Spring's Annotation Type Required deprecation

There are three ways to inject a bean via annotation:

Field injection

@Autowired
private FooService fooService;

Setter injection

private FooService fooService;

@Autowired
public void setFooService(FooService fooService) {
    this.fooService = fooService
}

Constructor injection (this is the mentioned replacement)

private final FooService fooService;

@Autowired
public MyComponent(FooService fooService) {
    this.fooService = fooService;
}

As you can see, the only way to declare your Service final is by using the constructor injection, which replaces the @Required annotation because it forces the user of your class to instantiate it with the required services. The user does not have to be Spring, it could be a simple unit test as well.

You should use constructor injection for mandatory dependencies and setter injections for optional dependencies instead of field injection.

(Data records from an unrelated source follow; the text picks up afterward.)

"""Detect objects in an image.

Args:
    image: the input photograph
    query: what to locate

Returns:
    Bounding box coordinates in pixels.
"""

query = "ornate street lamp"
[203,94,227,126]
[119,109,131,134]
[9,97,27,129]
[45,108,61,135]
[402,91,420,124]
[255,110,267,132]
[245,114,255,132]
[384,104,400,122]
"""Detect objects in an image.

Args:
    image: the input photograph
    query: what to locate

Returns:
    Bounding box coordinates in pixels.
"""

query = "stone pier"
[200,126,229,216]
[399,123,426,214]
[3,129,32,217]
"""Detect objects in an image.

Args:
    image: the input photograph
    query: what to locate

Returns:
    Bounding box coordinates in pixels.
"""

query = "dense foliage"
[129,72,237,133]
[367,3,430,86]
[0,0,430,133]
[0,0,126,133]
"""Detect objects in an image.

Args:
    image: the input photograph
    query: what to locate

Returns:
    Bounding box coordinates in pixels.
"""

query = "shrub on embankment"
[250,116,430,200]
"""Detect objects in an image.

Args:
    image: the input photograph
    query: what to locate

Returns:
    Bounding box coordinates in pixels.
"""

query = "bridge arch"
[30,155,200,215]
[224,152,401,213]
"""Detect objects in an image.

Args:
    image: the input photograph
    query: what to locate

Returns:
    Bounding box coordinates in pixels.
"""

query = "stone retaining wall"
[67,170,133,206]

Some reasons why:

  • It makes it clear to everybody which dependencies are required
  • It makes testing easier
  • You can make your objects immutable

Further reading:

  • http://olivergierke.de/2013/11/why-field-injection-is-evil/
  • https://www.vojtechruzicka.com/field-dependency-injection-considered-harmful/
  • https://spring.io/blog/2007/07/11/setter-injection-versus-constructor-injection-and-the-use-of-required/

Update: non-annotated constructor injection

As one commentator was wondering about a final field annotated with @Autowired while the constructor was not annotated:

If a class only declares a single constructor to begin with, it will always be used, even if not annotated.

https://docs.spring.io/spring-framework/docs/5.2.5.RELEASE/javadoc-api/org/springframework/beans/factory/annotation/Autowired.html ("Autowired Constructors")

But even though it is not necessary to annotate the constructor in this case, I would still do it: it documents the code and if anyone will ever add another (non-annotated) constructor, the code will still work.